Mehmet Akif'in yakın dostu olan şair Mithat Cemal Kuntay Akif'in muhafazakâr ancak ileri görüşlü olan ailesinden edindiği ve üniversitede yıllarında aldığı pozitivist eğitimi nasıl bir araya getirdiğini şöyle ifade etmiştir:
- “Sarı Nasuh mahallesindeki manevi evde yetişen çocuk müspet ilimle bu mektepte olanca hızıyla çalışıyor; kimya tahlillerinden çıkıp, nebatat laboratuvarına giriyor, toprağın altını üstünü okuyor, yerden bıkınca mektebin rasathanesine tırmanıyordu. Fakat esrarengiz gökyüzünden de bıkıyor ve tatil günleri Kuran sesiyle dolu olan evine koşarak gidiyordu. Çoktan ölen babasının Kuran sesiyle dolu olan küçük eve… Paris'te okuyan hekim Rıfat Paşa Pastör Enstitüsü'nden İstanbul'a mikrop kültürü getirmişti. Mehmet Akif ne Baytar Mektebi'nin camiine beş vakit gitmek ne de mektebin laboratuvarına koşmak için zorlanmaya muhtaç değildi. Halkalı Ziraat ve Baytar Mektebi imamı Mustafa'nın arkasında da Pastör'ün huzurunda da aynı imanla duruyordu; ancak aynı heyecanla değil."

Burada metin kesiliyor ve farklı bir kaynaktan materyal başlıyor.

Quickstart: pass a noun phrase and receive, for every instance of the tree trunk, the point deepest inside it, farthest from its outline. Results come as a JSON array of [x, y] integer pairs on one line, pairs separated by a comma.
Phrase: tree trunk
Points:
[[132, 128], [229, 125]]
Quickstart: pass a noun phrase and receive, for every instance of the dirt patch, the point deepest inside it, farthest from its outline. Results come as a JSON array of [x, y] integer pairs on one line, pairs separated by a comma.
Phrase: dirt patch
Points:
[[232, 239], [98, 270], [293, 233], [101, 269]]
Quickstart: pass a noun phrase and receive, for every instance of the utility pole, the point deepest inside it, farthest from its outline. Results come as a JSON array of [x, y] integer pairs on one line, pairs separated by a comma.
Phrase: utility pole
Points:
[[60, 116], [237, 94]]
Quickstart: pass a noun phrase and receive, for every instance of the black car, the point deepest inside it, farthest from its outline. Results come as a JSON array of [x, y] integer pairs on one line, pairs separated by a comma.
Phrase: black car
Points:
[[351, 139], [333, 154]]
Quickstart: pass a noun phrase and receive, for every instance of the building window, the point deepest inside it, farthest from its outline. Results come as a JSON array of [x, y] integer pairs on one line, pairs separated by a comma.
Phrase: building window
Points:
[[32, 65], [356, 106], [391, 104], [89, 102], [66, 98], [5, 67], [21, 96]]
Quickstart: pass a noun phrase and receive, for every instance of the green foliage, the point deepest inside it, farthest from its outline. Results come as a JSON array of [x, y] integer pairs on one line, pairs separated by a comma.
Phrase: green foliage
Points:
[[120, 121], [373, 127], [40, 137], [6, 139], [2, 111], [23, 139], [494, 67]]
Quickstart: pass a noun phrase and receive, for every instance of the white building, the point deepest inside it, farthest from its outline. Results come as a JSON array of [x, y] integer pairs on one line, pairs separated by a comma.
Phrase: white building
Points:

İlk şiirlerini okul hayatı sırasında yazan Mehmet Akif, baytar müfettişi olarak Anadolu ve Rumeli'de değişik yerlerde göreve yaparken de yine şiirle uğraşmaya devam etmişti.
Mehmet Akif, Batının teknolojisini, ilmi gelişmelerini almayı, manevi değerlerde ise İslam dininin gerekliliklerine göre yaşamayı öngören, önderliğini Cemaleddin Afgani ve Muhammed Abduh'un yaptığı İslamcılık akımına bağlıydı. İslam birliği düşüncesini savunan Sait Halim Paşa' da Mehmet Akif'in zihin dünyasını şekillendiren fikir adamlarından biriydi.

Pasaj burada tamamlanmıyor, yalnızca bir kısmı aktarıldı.